Zo werkte ze van 1997 tot 2001 als assistent-registrator, registrator, campmanager
en assistent-co-director op de opgraving van Berenike, een antieke handelshaven aan
de kust van de Rode Zee, die in 275 voor Christus door Ptolemaeus Philadelphus II
werd gesticht. De verrichte opgravingswerkzaamheden toonden aan dat Berenike een
lange en interessante bestaansgeschiedenis heeft gekend, waarbij de stad een belangrijke
rol speelde in de handel tussen het Middellandse Zeegebied en de landen rond de Indische
Oceaan.
In 1997 maakte Hendrikje voor het eerst kennis met de zogenaamde Ababda, die de archeologen
in Berenike assisteerden bij hun survey- en opgravingswerkzaamheden. Op die manier
leerde ze de bijzondere leefwijze van deze nomaden kennen. Ver verwijderd van de
moderne samenleving houden de Ababda zich vast aan oude rituelen, zoals het maken
van een mattenhuis, het bakken van brood in het zand van de woestijn of het zetten
van djabana (verse gemberkoffie). Hendrikje werkte mee aan de tentoonstelling over
deze nomaden, die in 2002-2003 in het Wereldmuseum in Rotterdam te zien was.

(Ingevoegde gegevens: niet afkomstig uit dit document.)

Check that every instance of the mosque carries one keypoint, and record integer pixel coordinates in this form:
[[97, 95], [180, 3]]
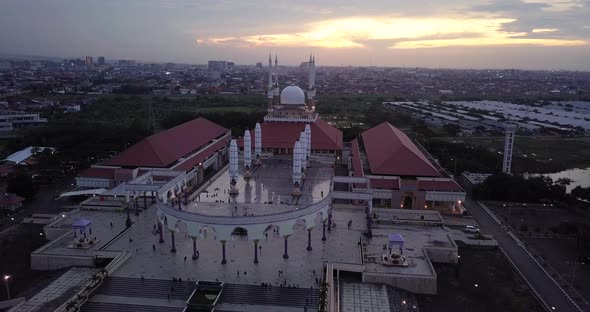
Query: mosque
[[198, 193]]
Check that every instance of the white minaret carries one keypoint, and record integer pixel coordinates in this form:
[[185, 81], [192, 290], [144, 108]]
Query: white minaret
[[233, 161], [309, 78], [303, 140], [269, 72], [297, 163], [507, 164], [313, 73], [247, 149], [277, 90], [258, 140], [308, 135]]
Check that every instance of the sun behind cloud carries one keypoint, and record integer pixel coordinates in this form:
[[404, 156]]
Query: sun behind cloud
[[402, 33]]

In 2002-2003 was Hendrikje Nouwens als co-director betrokken bij een ander project
in de oostelijke woestijn: de opgravingswerkzaamheden in Sikait, dat in de oudheid
beter bekend stond als Mons Smaragdus, aangezien de bergwanden hier waardevolle smaragd
leverden. Om de winning van deze groene en zeer kostbare edelsteen mogelijk te maken,
groeven de Romeinen in de rotswanden van de wadi te Sikait diepe mijngangen en verrees
er bij de toegang tot het mijngebied een stad, waarvan de huizen tegen de berghellingen
werden gebouwd en de tempels in de rotsen werden uitgehouwen.
Tussen 2000 en 2008 was Hendrikje als registrator werkzaam in Memphis, waar het archeologisch
onderzoek vooral gericht was op het achterhalen van de technieken waarmee men in
Egypte faience maakte, een glasachtig materiaal dat door de oude Egyptenaren sinds
de pre-dynastische periode veelvuldig werd gebruikt voor de vervaardiging van allerlei
voorwerpen. Bij de opgravingen werd een faience-oven gevonden, die tot op een diepte
van bijna 4 meter kon worden uitgegraven.
Vanaf 2009 staat de site van Sakkara centraal in de opgravingswerkzaamheden van Hendrikje.
Hier werden in de oudheid in de rotswanden enorme gangenstelsels aangelegd voor de
begravingen van vele dierenmummies, waaronder een groot aantal honden. Deze hondenbegraafplaats,
die zich vlak bij de trappiramide van koning Djoser bevindt, werd bij de werkzaamheden
in kaart gebracht. Bovendien werden de resten van de hondenmummies uit de catacombe
aan een grondig onderzoek onderworpen.